If you’ve spent much time examining photography during wartime, you’ve likely happened upon images that were clearly taken from overhead. Nowadays, that’s not a big deal. Technology has led to cameras being lightweight and compact, making it easy to snap photos no matter where you are. But think back to an earlier time, before the advent of digital imagery.
The Birth of Aerial Photography
Evidence of aerial photography goes all the way back to the mid-19th century, first credited to a French photographer named Gaspard-Felix Tournachon, known professionally as Nadar. It wasn’t until World War I, however, that the practice started to see widespread use.
Aerial Photography During Wartime
Aerial photography was widely used on all fronts during World War II. We have some incredible and striking imagery from the attack on Pearl Harbor, thanks to an Army Air Forces Staff Sergeant named Lee Embree. Embree was just as surprised as everyone else at Pearl Harbor when the Japanese launched their attack, but he had to work through the shock to do a job he thought essential.
Embree provided the world with iconic photographs of the attack on Pearl Harbor that will forever capture the chaos of the tragic event. But how did men like Lee Embree capture these images of war without the technology we take for granted today? Doing so was definitely more difficult than holding up a mobile phone or operating a drone from far away.
During the attack on Pearl Harbor, Embree was flying in from the West Coast on a B-17 Flying Fortress. The plane had an opening intended for a mounted machine gun, but to extend the plane’s range, its armaments had been removed. With no weapon filling the hole in the plane, Embree decided it was the perfect spot for him to lean out and start taking snapshots of the ongoing assault.
Embree’s method of taking photographs in this improvised way was originally the only means of capturing images from a high altitude. Photographers, often using the Fairchild K-17 camera, would find a place to lean out of the aircraft and get to work. For planes like the Douglas SBD Dauntless dive bomber, the camera operator would use the rear gunner’s position to man the oversized camera.
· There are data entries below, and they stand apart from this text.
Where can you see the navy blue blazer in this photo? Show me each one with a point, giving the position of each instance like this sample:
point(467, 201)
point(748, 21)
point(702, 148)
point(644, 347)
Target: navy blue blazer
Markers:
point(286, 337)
There was a second method that was largely used on aircraft that were flying over enemy territory. As it would be too dangerous for the photographer to lean out of the plane, it wasn’t uncommon for reconnaissance planes to trade their machine guns for cameras.
One example is the Lockheed P-38 Lightning. Known for being a fighter plane, there was a version of the P-38 designed specifically for aerial photography. The craft was stripped of much of its weaponry and had cameras mounted in their place. The P-38 was later replaced by a model of the Lockheed F-5 that could hold more cameras. Since photography equipment was lighter than machine guns and bullets, craft that were modified as photo reconnaissance planes were the fastest in their class.
Aerial photography was used throughout World War II, but Lee Embree will always be remembered as the first photographer to document the war in the Pacific during the attack on Pearl Harbor in 1941.